Rhododendron x alterclerense Lindl.
An English hybrid azalea with crimson flowers. [PD]. This is undoubtedly one of the old Highclere hybrids of which 25 are listed in the 1836 edition of Loddiges’ Nursery catalogue, a copy of which is held at Camden Park. Macarthur’s plant is likely to have been one of these. See other references to varieties of Rhododendron x alterclerense for further details.

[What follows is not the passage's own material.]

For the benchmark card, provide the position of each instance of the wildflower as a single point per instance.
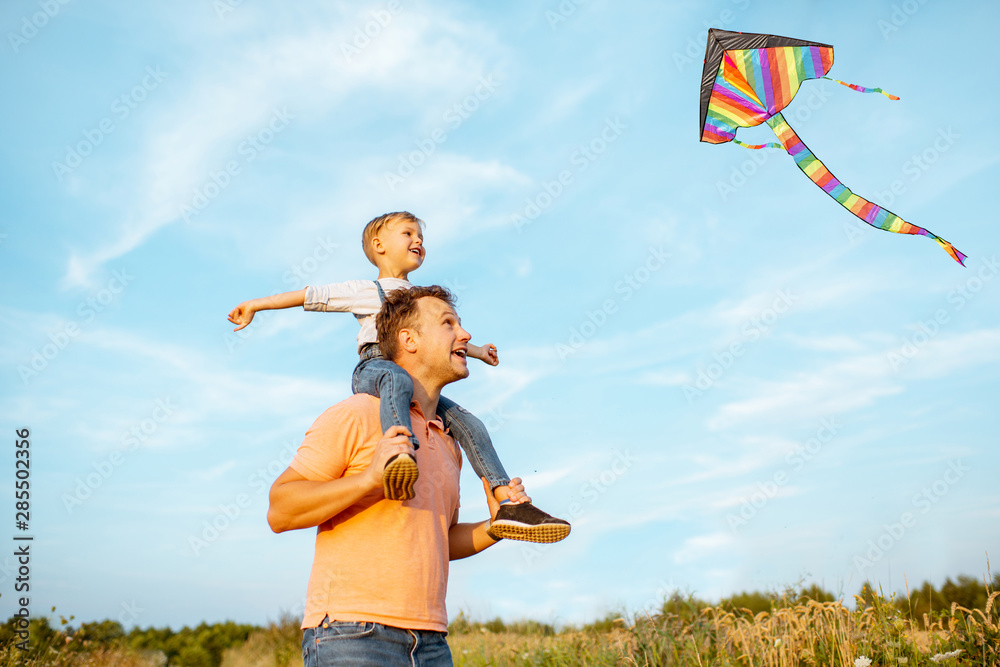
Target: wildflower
(941, 657)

Horticultural & Botanical History
Introduced to cultivation about 1831. ‘We have on several occasions lately presented our readers with figures of hybrid Azaleas of great beauty raised at Highclere, the seat of the Earl of Caernarvon. Lovely as those were, their ornamental character is almost as nothing compared with the subject of this account, in which every thing of beauty that a plant can possess seems collected, fragrance alone being wanting. With a clear transparent crimson colour, rendered still more bright by a few distinct spots of a darker hue, are combined a fine bold outline, a great breadth of surface, and the utmost symmetry; while the deep rich green of the magnificent foliage forms a back-ground in the most perfect harmony with the lively tints of the blossoms. The history of the creation of this superb plant deserves to be particularly described, as it not only shews how great the power of man is over nature, but holds out to us a prospect of the most gratifying kind in regard to the future gayness of our Gardens. Rhododendron arboreum is, as is well known, an Indian plant, bearing blossoms of an intense carmine, and having a stature equal to that of a small tree, but not hardy enough to live in the open air in this country, and also less beautiful than might be anticipated from the rich colour of its flowers, in consequence of the small size of its bunches. Some years ago it occurred to Lord Caernarvon, that if a hybrid variety could be obtained between this and some one of the hardy American species, the result would be a more robust constitution on the one hand, and a great brilliancy of colouring on the other; and also that if the pollen of R. arboreum could be employed, the stature of the hybrid would also be increased. An opportunity of ascertaining the justness of these expectations having occurred, the experiment was tried in the manner detailed in the following letter from Mr. gowan. How completely Lord Caernarvon's anticipations were realised, is shewn by the same account, and by the accompanying figure. To the hardiness of R. catawbiense is added the arborescent habit and rich colours of R. arboreum, while the contracted clusters of the latter are exchanged for the spreading bunches of the former.
“Highclere, May 13, 1831.
My Dear Sir,
You desire to have the history of the lovely Rhododendrons of which I sent you flowers a short time ago. They are intermediate between the magnificent Rhododendron arboreum of Nipal and a seedling Rhododendron from R. catawbiense, which had been fertilised by the pollen of Rhododendron ponticum. From the period of the introduction of Rhododendron arboreum into the Highclere Garden by my friend Dr. Wallich, and more particularly since its inability to withstand the rigour of this climate had been ascertained, Lord Caernarvon became desirous of producing a cross breed between it and the hardy species. We were not fortunate in bringing Rhododendron arboreum into bloom so early as we wished.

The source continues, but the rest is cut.